[master] Document iscsi and multipath implementations.

[Date Prev][Date Next][Thread Prev][Thread Next][Date Index][Thread Index]

 



---
 docs/iscsi.txt     |  169 ++++++++++++++++++++++++++++++++++++++++++++++++++++
 docs/multipath.txt |  143 ++++++++++++++++++++++++++++++++++++++++++++
 2 files changed, 312 insertions(+), 0 deletions(-)
 create mode 100644 docs/iscsi.txt
 create mode 100644 docs/multipath.txt

diff --git a/docs/iscsi.txt b/docs/iscsi.txt
new file mode 100644
index 0000000..ee41582
--- /dev/null
+++ b/docs/iscsi.txt
@@ -0,0 +1,169 @@
+==================
+iSCSI and Anaconda
+==================
+
+
+Introduction
+------------
+
+iSCSI device is a SCSI device connected to your computer via a TCP/IP
+network. The communication can be handled either in hardware or in software, or
+as a hybrid --- part software, part hardware.
+
+The terminology:
+
+- 'initiator', the client in the iscsi connection. The computer we are running
+  Anaconda on is typically an initiator.
+- 'target', the storage device behind the Network. This is where the data is
+  physically stored and read from. You can turn any Fedora/RHEL machine to a
+  target (or several) via scsi-target-utils.
+- 'HBA' or Host Bus Adapter. A device (PCI card typically) you connect to a
+  computer. It acts as a NIC and if you configure it properly it transparently
+  connects to the target when started and all you can see is a block device on
+  your system.
+- 'software initiator' is what you end up with if you emulate most of what HBA is
+  doing and just use a regular NIC for the iscsi communication. The modern Linux
+  kernel has a software initiator. To use it, you need the Open-ISCSI software
+  stack [1, 2] installed. It is known as iscsi-initiator-utils in Fedora/RHEL.
+- 'partial offload card'. Similar to HBA but needs some support from kernel and
+  iscsi-initiator-utils. The least pleasant to work with, particularly because
+  there is no standardized amount of the manual setting that needs to be done
+  (some connect to the target just like HBAs, some need you to bring their NIC
+  part up manually etc.). Partial offload cards exist to get better performing
+  I/O with less processor load than with software initiator.

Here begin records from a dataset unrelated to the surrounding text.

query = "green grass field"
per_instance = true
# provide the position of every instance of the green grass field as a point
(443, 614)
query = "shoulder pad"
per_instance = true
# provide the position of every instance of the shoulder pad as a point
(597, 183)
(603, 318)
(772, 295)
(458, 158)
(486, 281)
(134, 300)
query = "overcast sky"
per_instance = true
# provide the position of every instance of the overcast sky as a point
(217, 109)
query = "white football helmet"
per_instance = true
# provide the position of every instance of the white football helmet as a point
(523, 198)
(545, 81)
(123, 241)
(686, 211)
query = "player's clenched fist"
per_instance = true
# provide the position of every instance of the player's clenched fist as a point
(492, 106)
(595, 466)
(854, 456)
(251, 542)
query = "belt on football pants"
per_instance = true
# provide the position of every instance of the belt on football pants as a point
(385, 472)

+- 'iBFT' as in 'Iscsi Boot Firmware Table'. A table in the card's bios that
+  contains its network and target settings. This allows the card to configure
+  itself, connect to a target and boot from it before any operating system or a
+  bootloader has the chance. We can also read this information from
+  /sys/firmware/ibft after the system starts and then use it to bring the card
+  up (again) in Linux.
+- 'CHAP' is the authentication used for iSCSI connections. The authentication
+  can happen during target discovery or target login or both. It can happen in
+  both directions too: the initiator authenticates itself to the target and the
+  target is sometimes required to authenticate itself to the initiator.
+
+
+What is expected from Anaconda
+------------------------------
+
+We are expected to:
+
+- use an HBA like an ordinary disk. It is usually smart enough to bring itself
+  up during boot, connect to the target and just act as an ordinary disk.
+- allow creating new software initiator connections in the UI, both IPv4 and IPv6.

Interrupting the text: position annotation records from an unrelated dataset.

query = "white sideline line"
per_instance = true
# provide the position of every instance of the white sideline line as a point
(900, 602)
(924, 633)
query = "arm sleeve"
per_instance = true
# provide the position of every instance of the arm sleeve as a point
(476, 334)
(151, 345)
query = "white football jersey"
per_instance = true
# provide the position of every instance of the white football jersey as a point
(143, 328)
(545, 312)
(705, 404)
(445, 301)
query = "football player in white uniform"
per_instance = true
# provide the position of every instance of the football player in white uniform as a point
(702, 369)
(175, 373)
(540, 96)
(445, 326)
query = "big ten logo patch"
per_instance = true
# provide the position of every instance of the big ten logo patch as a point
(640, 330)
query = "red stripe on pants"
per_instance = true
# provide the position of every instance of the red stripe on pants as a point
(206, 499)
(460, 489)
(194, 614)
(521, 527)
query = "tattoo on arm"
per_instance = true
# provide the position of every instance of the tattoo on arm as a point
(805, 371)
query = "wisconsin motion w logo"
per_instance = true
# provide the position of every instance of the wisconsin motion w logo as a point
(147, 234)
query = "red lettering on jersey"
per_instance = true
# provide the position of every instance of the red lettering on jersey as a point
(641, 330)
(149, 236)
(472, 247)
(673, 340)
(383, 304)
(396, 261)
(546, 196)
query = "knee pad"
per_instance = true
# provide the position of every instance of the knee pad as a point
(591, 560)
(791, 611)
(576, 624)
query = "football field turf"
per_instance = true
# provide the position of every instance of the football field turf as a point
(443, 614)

+- facilitate bringing up iBFT connections for partial offload cards.
+- install the root and/or /boot filesystems on any iSCSI initiator known to us
+- remember to install dracut-network if we are booting from an iSCSI initiator that
+  requires iscsi-initiator-utils in the ramdisk (most of them do)
+- boot from an iSCSI initiator using dracut, this requires generating an
+  appropriate set of kernel boot arguments for it [3].
+
+
+How Anaconda handles iscsi
+--------------------------
+
+iSCSI comes into play several times while Anaconda does its thing:
+
+In loader, when deciding what NIC we should setup, we check if we have iBFT
+information from one of the cards. If we do we set that card up with what we
+found in the table, it usually boils down to an IPv4 static or IPv4
+DHCP-obtained address. [4][5]
+
+Next, after the main UI startup during filtering (or storage scan, whatever
+comes first) we startup the iscsi support code in Anaconda [6]. This currently
+involves:
+- manually modprobing related kernel modules
+- starting the iscsiuio daemon (required by some partial offload cards)

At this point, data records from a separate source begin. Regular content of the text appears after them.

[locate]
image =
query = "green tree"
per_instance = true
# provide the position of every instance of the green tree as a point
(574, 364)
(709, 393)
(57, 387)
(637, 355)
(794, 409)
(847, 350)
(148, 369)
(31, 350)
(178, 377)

+- most importantly, starting the iscsid daemon
+
+All iBFT connections are brought up next by looking at the cards' iBFT data, if
+any. The filtering screen has a feature to add advanced storage devices,
+including iSCSI. Both connection types are handled by libiscsi (see below). The
+brought up iSCSI devices appear as /dev/sdX and are treated as ordinary block
+devices.
+
+When DeviceTree scans all the block devices it uses the udev data (particularly
+the ID_BUS and ID_PATH keys) to decide if the device is an iscsi disk. If it is,
+it is represented with an iScsiDiskDevice class instance. This helps Anaconda
+remember that:
+
+- we need to install dracut-network so the generated dracut image is able to
+  bring up the underlying NIC and establish the iscsi connection.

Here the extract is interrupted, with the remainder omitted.